Si le maire fait la sourde oreille, de leur côté habitants et syndicalistes n’entendent pas baisser la garde. Ils étaient près d’une centaine à s’être mobilisés ce matin, suite à un appel à rassemblement diffusé la veille. Des travailleurs de PSA, de l’EHPAD Les lumières d’automne, et de la SEMISO (salariés des logements sociaux), tous en proie aux réductions d’effectifs et à la dégradation des conditions de travail, avaient fait le déplacement.

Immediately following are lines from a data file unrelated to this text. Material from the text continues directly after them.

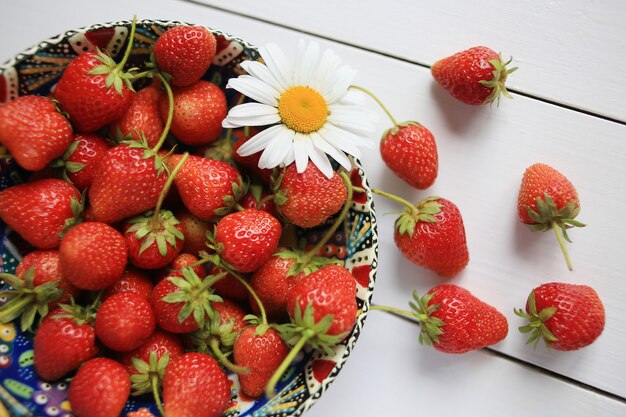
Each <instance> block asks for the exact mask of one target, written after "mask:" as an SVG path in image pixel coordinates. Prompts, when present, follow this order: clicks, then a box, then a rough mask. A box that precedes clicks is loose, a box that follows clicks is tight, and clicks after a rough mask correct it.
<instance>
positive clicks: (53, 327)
mask: <svg viewBox="0 0 626 417" xmlns="http://www.w3.org/2000/svg"><path fill="white" fill-rule="evenodd" d="M94 311H95V309H94V308H93V307H91V308H88V309H86V308H82V307H80V306H68V305H63V308H57V309H56V310H54V311H51V312H50V313H49V314H48V315H47V316H46V318H45V319H44V320H43V321H42V322H41V325H40V326H39V327H38V328H37V331H36V332H35V338H34V341H33V352H34V360H35V370H36V371H37V375H39V376H40V377H41V378H42V379H43V380H44V381H54V380H57V379H59V378H61V377H63V376H65V375H66V374H68V373H69V372H71V371H73V370H74V369H76V368H78V367H79V366H80V365H81V364H82V363H83V362H85V361H87V360H89V359H91V358H93V357H94V356H96V354H97V353H98V348H97V346H96V333H95V330H94V328H93V320H94V319H93V315H94Z"/></svg>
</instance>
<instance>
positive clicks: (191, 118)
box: [0, 21, 357, 417]
mask: <svg viewBox="0 0 626 417" xmlns="http://www.w3.org/2000/svg"><path fill="white" fill-rule="evenodd" d="M134 29H135V22H134V21H133V30H132V31H131V35H130V39H129V41H128V49H127V50H126V54H125V55H124V58H123V59H122V60H121V61H120V62H119V63H116V62H115V61H114V60H113V59H112V58H111V57H109V56H108V55H107V54H106V53H103V52H100V51H97V52H85V53H82V54H80V55H78V56H77V57H76V58H74V59H73V61H72V62H71V63H70V65H69V66H68V67H67V68H66V70H65V71H64V73H63V74H62V76H61V78H60V80H59V82H58V84H57V86H56V89H55V90H54V93H53V95H52V97H41V96H22V97H19V98H17V99H15V100H13V101H11V102H9V103H7V104H5V105H3V106H1V107H0V144H2V145H3V146H4V147H5V148H6V150H8V152H9V153H10V155H11V157H12V158H13V159H14V160H15V161H16V162H17V164H18V165H20V166H21V167H22V168H24V169H25V170H28V171H30V172H31V174H30V175H29V178H28V180H27V181H26V182H24V183H22V184H19V185H14V186H11V187H9V188H7V189H5V190H3V191H1V192H0V218H1V219H2V221H3V222H4V223H6V224H7V225H8V226H10V227H11V228H12V229H13V231H15V232H16V233H17V234H19V236H20V237H21V239H23V240H24V241H25V242H26V243H27V244H28V245H29V248H30V249H29V250H28V251H27V253H26V254H25V256H24V257H23V259H22V260H21V262H20V264H19V265H18V267H17V269H16V271H15V275H10V274H6V273H5V274H0V278H2V279H3V280H4V281H6V282H7V283H8V284H10V286H11V287H12V289H10V290H7V291H4V292H3V293H2V295H3V296H4V297H6V298H7V300H8V301H7V302H6V303H5V304H3V305H2V306H0V322H3V323H7V322H11V321H17V322H19V323H20V325H21V328H22V330H24V331H32V332H34V362H35V369H36V372H37V374H38V375H39V376H40V377H41V378H42V379H43V380H45V381H52V380H57V379H59V378H61V377H64V376H67V375H71V373H72V372H74V371H77V372H76V374H75V376H74V377H73V379H72V382H71V384H70V388H69V400H70V402H71V406H72V411H73V413H74V414H75V415H76V416H77V417H81V416H90V417H99V416H102V417H111V416H116V415H119V413H120V412H121V410H122V409H123V407H124V405H125V403H126V402H127V400H128V398H129V395H144V394H147V393H152V395H154V397H155V401H156V403H157V406H158V407H159V409H160V411H161V413H162V414H163V415H164V416H179V417H180V416H194V417H217V416H219V415H221V414H222V413H223V411H224V410H225V409H226V407H227V404H228V403H229V401H230V398H231V382H230V380H229V379H228V377H227V373H226V370H225V369H230V370H232V371H233V372H236V373H237V374H238V375H239V381H240V385H241V390H242V391H243V393H245V395H247V396H248V397H251V398H257V397H259V396H261V395H263V394H264V393H265V392H267V393H268V395H270V396H271V395H273V391H274V387H275V385H276V384H277V382H278V380H279V379H280V377H281V375H282V373H283V372H284V371H285V369H286V368H287V367H288V366H289V365H290V363H291V362H292V360H293V359H294V357H295V355H296V354H297V353H298V351H299V350H300V349H302V348H303V347H304V346H307V345H308V346H312V347H314V348H318V349H323V350H325V351H327V352H332V346H333V345H334V344H337V343H339V342H341V341H342V340H343V339H344V338H345V337H346V336H347V335H348V334H349V332H350V331H351V329H352V327H353V326H354V322H355V320H356V316H357V304H356V284H355V279H354V277H353V276H352V275H351V274H350V272H349V271H348V270H347V269H345V268H344V267H343V266H341V265H339V264H338V263H337V261H336V260H333V259H326V258H319V257H317V256H316V255H317V253H318V252H319V250H320V248H321V247H322V245H324V243H325V242H326V241H327V240H328V238H329V237H330V236H331V235H332V234H333V233H334V232H335V231H336V229H337V228H338V227H339V226H340V225H341V224H342V222H343V221H344V219H345V216H346V214H347V211H348V209H349V207H350V206H351V203H352V192H353V189H352V186H351V183H350V179H349V175H347V174H346V173H344V172H342V173H335V174H334V176H333V177H332V178H330V179H329V178H327V177H326V176H325V175H323V174H322V173H321V172H320V171H319V170H318V169H317V168H316V167H315V166H314V165H313V164H309V166H308V167H307V169H306V170H305V171H304V172H302V173H297V172H296V169H295V165H291V166H288V167H286V168H285V169H283V170H276V171H275V172H272V171H268V170H260V169H259V168H258V167H257V165H258V158H259V155H258V154H257V155H252V156H250V157H246V158H242V157H239V156H238V155H237V154H236V153H235V152H234V151H235V150H236V149H237V148H238V146H240V145H241V144H242V143H244V142H245V141H246V140H247V139H248V137H250V133H249V132H244V134H243V135H240V138H239V140H238V141H237V142H236V143H235V145H234V146H230V138H229V137H227V138H226V141H223V140H222V141H218V138H220V136H221V135H222V127H221V123H222V120H223V119H224V117H225V116H226V112H227V104H226V98H225V97H224V94H223V92H222V91H221V89H220V88H218V87H217V86H215V85H214V84H212V83H210V82H207V81H205V80H203V79H202V76H203V75H204V74H205V73H206V72H207V70H208V69H209V67H210V65H211V63H212V61H213V56H214V55H215V49H216V39H215V37H214V36H213V34H212V33H211V32H209V31H208V30H206V29H204V28H202V27H196V26H178V27H173V28H171V29H168V30H167V31H165V32H164V33H163V34H162V35H161V36H160V37H159V39H158V40H157V41H156V43H155V45H154V48H153V54H152V57H151V62H149V63H147V65H146V67H145V68H142V69H137V68H133V69H131V70H128V71H126V70H125V64H126V61H127V59H128V56H129V51H130V48H131V47H132V43H133V35H134ZM140 71H141V72H140ZM142 78H152V80H153V81H152V82H151V83H150V84H149V85H148V86H146V87H144V88H142V89H140V90H139V91H135V89H134V87H133V85H134V84H135V85H137V83H136V82H137V80H140V79H142ZM240 133H241V132H240ZM216 143H217V144H220V143H221V145H223V146H224V148H217V147H216ZM209 154H210V155H214V154H222V155H225V156H226V157H227V159H228V161H229V162H230V163H228V162H225V161H222V160H217V159H213V158H210V157H207V156H206V155H209ZM245 174H249V176H246V175H245ZM244 178H246V179H244ZM333 215H336V216H335V217H333ZM329 219H334V221H333V223H332V226H331V227H330V229H329V230H328V233H327V234H326V236H325V237H324V238H323V239H322V240H321V241H319V242H318V244H317V245H316V246H315V247H314V248H313V249H311V250H310V251H308V252H306V253H303V252H300V251H297V250H295V249H294V248H292V247H289V242H290V241H293V240H294V239H290V234H291V233H293V231H294V228H293V225H295V226H297V227H302V228H311V227H316V226H319V225H321V224H322V223H327V221H329ZM287 225H289V226H287ZM290 346H294V349H292V350H290Z"/></svg>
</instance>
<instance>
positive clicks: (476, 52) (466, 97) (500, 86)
mask: <svg viewBox="0 0 626 417" xmlns="http://www.w3.org/2000/svg"><path fill="white" fill-rule="evenodd" d="M510 62H511V60H510V59H509V60H508V61H507V62H503V60H502V55H501V54H497V53H496V52H494V51H493V50H492V49H489V48H487V47H485V46H476V47H473V48H470V49H467V50H465V51H461V52H458V53H456V54H454V55H452V56H449V57H447V58H443V59H441V60H439V61H437V62H435V63H434V64H433V66H432V69H431V72H432V75H433V77H434V78H435V81H437V82H438V83H439V84H440V85H441V86H442V87H443V88H445V89H446V90H448V92H449V93H450V94H452V96H453V97H454V98H456V99H457V100H461V101H462V102H463V103H467V104H484V103H491V102H493V101H495V100H497V101H498V102H499V101H500V94H503V95H504V96H505V97H509V98H510V97H511V95H510V94H509V92H508V91H507V90H506V87H505V85H504V84H505V82H506V79H507V77H508V75H509V74H510V73H512V72H513V71H515V70H516V69H517V67H514V68H511V69H508V68H507V67H506V66H507V65H508V64H509V63H510Z"/></svg>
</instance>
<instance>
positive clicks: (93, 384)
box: [67, 358, 130, 417]
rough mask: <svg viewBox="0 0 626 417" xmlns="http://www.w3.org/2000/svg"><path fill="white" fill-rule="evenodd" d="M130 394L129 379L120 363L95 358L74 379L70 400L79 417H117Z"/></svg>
mask: <svg viewBox="0 0 626 417" xmlns="http://www.w3.org/2000/svg"><path fill="white" fill-rule="evenodd" d="M129 394H130V377H129V376H128V372H126V370H125V369H124V367H123V366H122V365H120V364H119V363H118V362H116V361H114V360H112V359H108V358H94V359H91V360H90V361H88V362H86V363H85V364H84V365H83V366H82V367H81V368H80V369H79V370H78V372H77V373H76V375H75V376H74V378H72V383H71V384H70V388H69V390H68V393H67V396H68V399H69V401H70V404H71V406H72V413H73V414H74V415H75V416H76V417H111V416H118V415H119V414H120V413H121V412H122V410H123V409H124V405H125V404H126V401H127V400H128V396H129Z"/></svg>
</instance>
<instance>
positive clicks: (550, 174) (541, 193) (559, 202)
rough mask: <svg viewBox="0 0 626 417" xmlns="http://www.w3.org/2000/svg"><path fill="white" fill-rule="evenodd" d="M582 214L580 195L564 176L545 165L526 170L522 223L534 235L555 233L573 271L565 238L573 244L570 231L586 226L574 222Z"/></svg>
mask: <svg viewBox="0 0 626 417" xmlns="http://www.w3.org/2000/svg"><path fill="white" fill-rule="evenodd" d="M579 212H580V201H578V193H577V192H576V189H575V188H574V186H573V185H572V183H571V182H570V181H569V180H568V179H567V178H566V177H565V176H564V175H563V174H561V173H560V172H559V171H557V170H556V169H554V168H552V167H550V166H548V165H546V164H534V165H531V166H530V167H528V168H527V169H526V171H525V172H524V176H523V178H522V186H521V187H520V191H519V196H518V198H517V213H518V216H519V219H520V220H521V222H522V223H525V224H527V225H528V226H529V227H530V229H531V230H533V231H539V232H545V231H548V230H551V229H553V230H554V231H555V233H556V236H557V238H558V240H559V245H560V246H561V250H562V251H563V255H564V256H565V261H566V263H567V267H568V268H569V270H570V271H571V270H572V265H571V262H570V260H569V256H568V254H567V250H566V249H565V243H564V242H563V239H562V237H564V238H565V240H567V241H568V242H571V240H570V239H569V236H568V235H567V229H569V228H572V227H584V226H585V225H584V224H583V223H581V222H579V221H577V220H574V219H575V218H576V216H577V215H578V213H579ZM561 235H562V236H561Z"/></svg>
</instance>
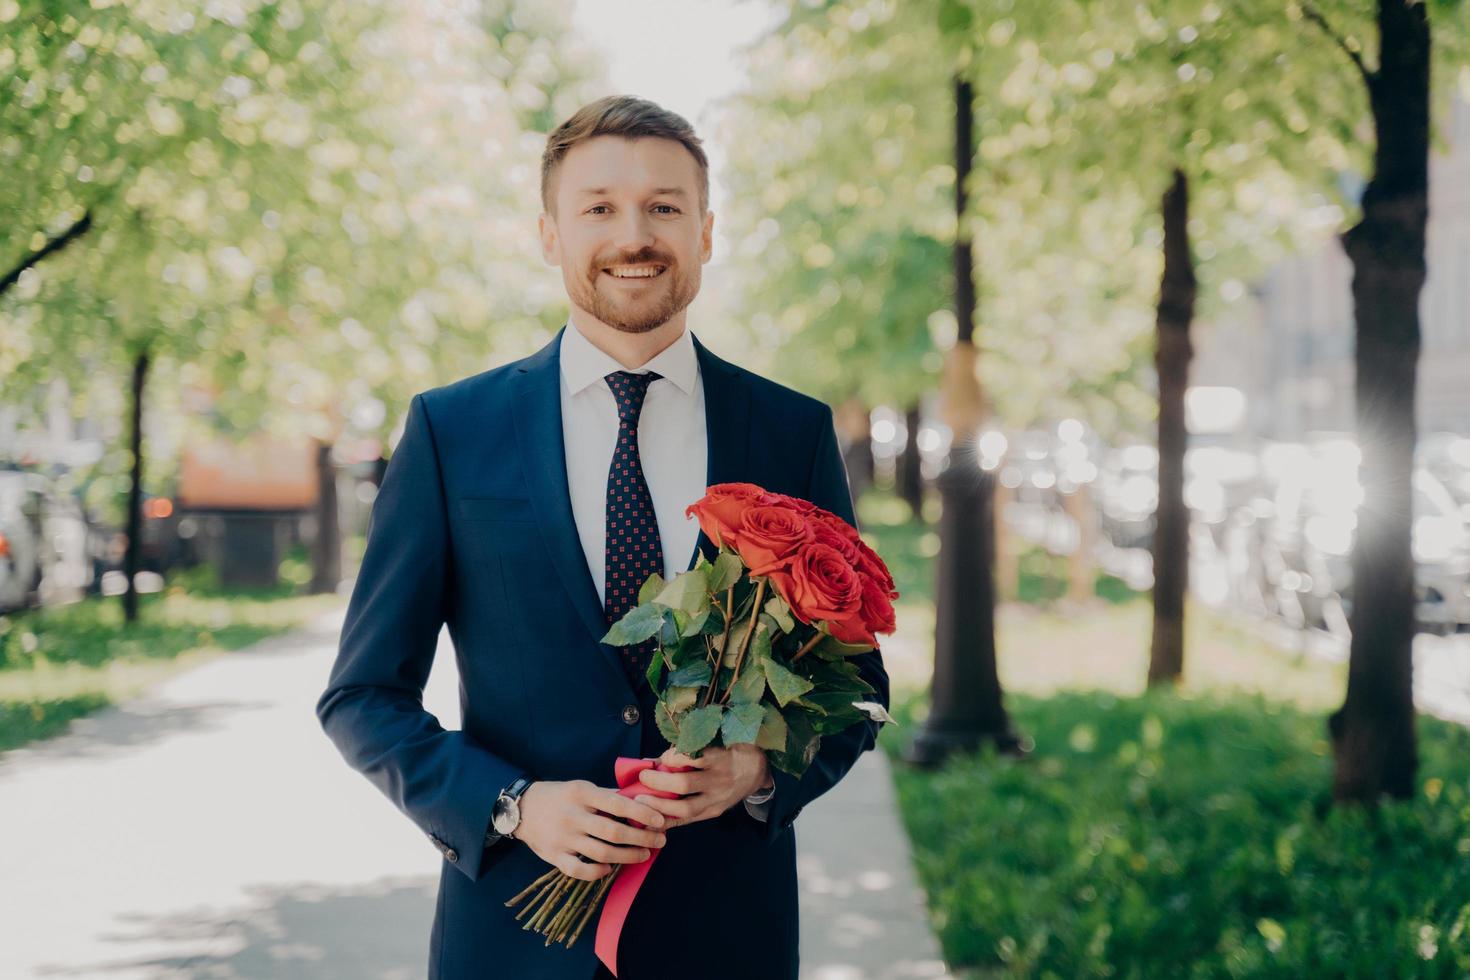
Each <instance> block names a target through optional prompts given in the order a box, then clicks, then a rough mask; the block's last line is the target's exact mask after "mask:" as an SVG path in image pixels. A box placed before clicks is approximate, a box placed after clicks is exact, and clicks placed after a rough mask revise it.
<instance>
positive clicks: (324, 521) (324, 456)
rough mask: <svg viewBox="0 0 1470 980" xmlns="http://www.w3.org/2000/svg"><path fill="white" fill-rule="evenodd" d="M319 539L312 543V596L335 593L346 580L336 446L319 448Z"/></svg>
mask: <svg viewBox="0 0 1470 980" xmlns="http://www.w3.org/2000/svg"><path fill="white" fill-rule="evenodd" d="M316 486H318V492H316V539H315V541H313V542H312V585H310V591H312V595H320V594H322V592H335V591H337V585H338V583H340V582H341V580H343V535H341V527H340V525H338V516H337V467H335V466H332V447H331V445H328V444H326V442H318V445H316Z"/></svg>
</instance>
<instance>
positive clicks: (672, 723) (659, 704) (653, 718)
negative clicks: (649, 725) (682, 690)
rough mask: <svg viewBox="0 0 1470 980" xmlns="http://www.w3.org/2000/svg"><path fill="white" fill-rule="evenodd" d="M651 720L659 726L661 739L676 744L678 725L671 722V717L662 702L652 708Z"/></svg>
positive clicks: (668, 708)
mask: <svg viewBox="0 0 1470 980" xmlns="http://www.w3.org/2000/svg"><path fill="white" fill-rule="evenodd" d="M653 720H654V723H656V724H657V726H659V732H660V733H661V735H663V738H666V739H669V742H676V741H678V739H679V724H678V721H675V720H673V716H670V714H669V708H667V707H666V705H664V702H663V701H660V702H659V704H656V705H654V707H653Z"/></svg>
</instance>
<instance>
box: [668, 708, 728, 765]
mask: <svg viewBox="0 0 1470 980" xmlns="http://www.w3.org/2000/svg"><path fill="white" fill-rule="evenodd" d="M723 714H725V705H722V704H707V705H704V707H703V708H695V710H694V711H691V713H688V714H686V716H684V718H682V720H681V721H679V738H678V741H676V742H675V743H673V748H675V749H678V751H679V752H682V754H684V755H694V754H695V752H698V751H700V749H703V748H704V746H706V745H709V743H710V741H711V739H713V738H714V736H716V735H717V733H719V730H720V720H722V717H723Z"/></svg>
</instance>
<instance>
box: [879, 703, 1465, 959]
mask: <svg viewBox="0 0 1470 980" xmlns="http://www.w3.org/2000/svg"><path fill="white" fill-rule="evenodd" d="M1008 701H1010V707H1011V710H1013V714H1014V717H1016V720H1017V724H1019V727H1020V729H1022V730H1025V732H1026V733H1029V735H1030V736H1033V738H1035V741H1036V751H1035V754H1033V755H1032V757H1029V758H1028V760H1025V761H1022V763H1014V761H1004V760H998V758H997V757H995V755H994V752H991V751H986V752H982V754H979V755H972V757H961V758H956V760H951V761H950V763H948V764H947V765H944V767H942V768H941V770H938V771H933V773H925V771H916V770H910V768H907V767H900V768H898V770H897V774H895V779H897V786H898V795H900V802H901V808H903V814H904V821H906V824H907V827H908V830H910V835H911V837H913V842H914V861H916V867H917V870H919V873H920V877H922V880H923V884H925V887H926V890H928V893H929V904H931V909H932V917H933V923H935V926H936V929H938V932H939V937H941V942H942V945H944V952H945V958H947V959H948V961H950V964H951V965H954V967H976V968H980V970H985V971H989V973H986V976H991V974H995V976H1011V977H1069V979H1070V977H1364V979H1369V977H1460V976H1466V973H1467V971H1470V862H1467V855H1470V789H1467V788H1470V732H1467V730H1466V729H1464V727H1460V726H1454V724H1448V723H1444V721H1439V720H1435V718H1427V717H1421V718H1420V720H1419V733H1420V749H1421V754H1423V757H1421V771H1423V773H1424V779H1421V782H1420V786H1421V793H1420V795H1419V796H1417V798H1416V799H1414V801H1411V802H1389V804H1383V805H1382V807H1380V808H1377V810H1376V811H1363V810H1355V808H1335V807H1330V805H1329V799H1327V790H1326V788H1327V786H1329V783H1330V780H1329V774H1330V754H1329V746H1327V741H1326V727H1324V720H1323V718H1322V717H1320V716H1317V714H1310V713H1302V711H1299V710H1297V708H1292V707H1288V705H1283V704H1280V702H1273V701H1267V699H1264V698H1261V696H1247V695H1229V696H1210V698H1201V699H1186V698H1179V696H1175V695H1167V693H1150V695H1144V696H1138V698H1117V696H1113V695H1108V693H1098V692H1082V693H1058V695H1054V696H1050V698H1047V699H1036V698H1030V696H1014V695H1013V696H1011V698H1010V699H1008ZM920 705H922V698H919V696H911V698H907V699H901V701H900V704H898V708H897V710H895V714H897V716H898V717H900V720H901V723H904V727H900V729H897V730H895V732H888V733H886V735H883V738H882V739H881V743H882V745H883V748H885V749H886V751H889V752H891V754H892V755H894V757H897V755H898V752H900V751H901V748H903V741H904V738H907V736H906V733H907V732H911V726H908V724H907V723H910V721H917V713H916V710H917V708H919V707H920Z"/></svg>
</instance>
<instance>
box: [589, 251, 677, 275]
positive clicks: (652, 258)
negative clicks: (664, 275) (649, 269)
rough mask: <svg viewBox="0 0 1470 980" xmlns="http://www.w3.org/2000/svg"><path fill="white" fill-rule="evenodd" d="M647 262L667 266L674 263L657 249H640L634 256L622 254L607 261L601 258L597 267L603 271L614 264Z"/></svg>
mask: <svg viewBox="0 0 1470 980" xmlns="http://www.w3.org/2000/svg"><path fill="white" fill-rule="evenodd" d="M645 264H660V266H666V267H672V266H673V263H672V262H670V260H669V259H667V257H666V256H661V254H659V253H656V251H639V253H635V254H632V256H620V257H617V259H612V260H607V262H601V260H600V262H598V263H597V269H598V272H601V270H603V269H609V267H612V266H645Z"/></svg>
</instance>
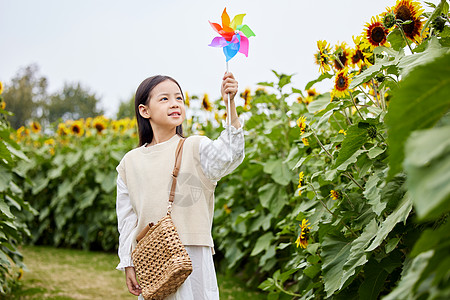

Le maire ayant refusé de recevoir une délégation malgré les appels répétés des syndicats, Bruno Beylat concluait son intervention en réaffirmant : « La bourse du travail de Saint-Ouen ne disparaîtra pas, la grande salle ne disparaîtra pas ! (…) Nous allons occuper jusqu’à ce que nous obtenions satisfaction. (…) Nous quitterons la bourse du travail actuelle quand il [le maire] nous aura construit une nouvelle bourse du travail qui correspondra aux enjeux qui vont venir avec plus de salariés sur la ville, donc une plus grosse bourse du travail ! » Autant dire que le conseil municipal de lundi soir, auquel le maire prévoit de faire acter la mise en vente du terrain, promet d’être houleux. D’ici là, le tableau de roulement permettant d’assurer l’occupation 24 heures sur 24 se remplit et les soutiens sont plus que bienvenus.